Today we took Jude to the childminder’s for his second ‘taster’ visit. He went for an hour last week and didn’t even notice we had left him there! We dropped him off and snuck out, he was completely fine. Today wasn’t such a smooth drop off. He slept after our morning class and woke just as we got to Ceri’s. He was smiley and happy as we went into the house, but soon got a little miserable when he was ‘handed over’. Steve stayed with him for a cuddle and I hid in the hallway as he is always worse if I’m there. He calmed down and we managed to sneak off again. (I have to admit, I know it sounds harsh, but I feel it’s the best way to do it at the moment. We have had ‘waving goodbye’ episodes too; I went to [another] funeral on Monday and Jude stayed with Steve all day and he waved me off in the morning and was good as gold). I just feel that when it’s not someone very well known and loved, sneaking is the best option. 

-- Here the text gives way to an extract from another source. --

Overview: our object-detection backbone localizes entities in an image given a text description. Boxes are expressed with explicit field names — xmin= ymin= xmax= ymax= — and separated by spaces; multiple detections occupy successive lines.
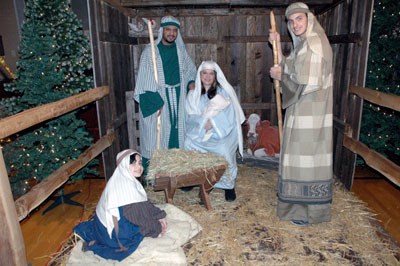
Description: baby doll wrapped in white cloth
xmin=202 ymin=94 xmax=230 ymax=142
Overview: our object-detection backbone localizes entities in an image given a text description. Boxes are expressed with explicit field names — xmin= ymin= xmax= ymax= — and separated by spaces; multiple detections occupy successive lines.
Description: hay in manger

Aaaanyway, this time he noticed we had gone and started crawling around from room to room looking for us. I know this because Ceri told us when we picked him up. I’m really glad that she did; even though he got upset she told us anyway. I would have been quite easy to miss that bit out as he was fine when we picked him up. He had got a bit upset, but managed to calm down and when we arrived to pick him up (after an hour and a half this time(!)), he happily came to greet us at the door and took Steve by the hand to go and see what was going on inside (as he had done last week too). He’s clearly comfortable there and I am just pleased that he manages to calm himself down fairly quickly. 


So that’s pretty much it! Our little one will be going off to have his own life with Ceri, our childminder and friend, 1.5 days a week. He’s even going to be there on his birthday! (For half a day, anyway). It’s officially the next biggest step in his little life. (Speaking of steps, he’s managing about 10 in a row now, unaided – I even got his feet measured yesterday!).

All in all, Jude is fine being away from me most of the time, and it will be the best thing for him in the long run. He will enjoy being sociable, he will learn from the other older children around him. He will have new types of fun that he would never have with his mummy. And I have made the decision to relax about the whole thing. There is absolutely no point in me being stressed about it as it’ll only rub off on him. I don’t want him to be anxious being left; I want him to look forward to his time with Ceri; and when he starts nursery in September I want him to enjoy it too. 

Moving onwards and upwards. This is the second huge step in Jude’s lifelong education. This very important step in his life will be the base for his growing and learning for the rest of his life. Our little sociable boy is like a sponge; he takes in everything around him and this, for sure, will be the making of him.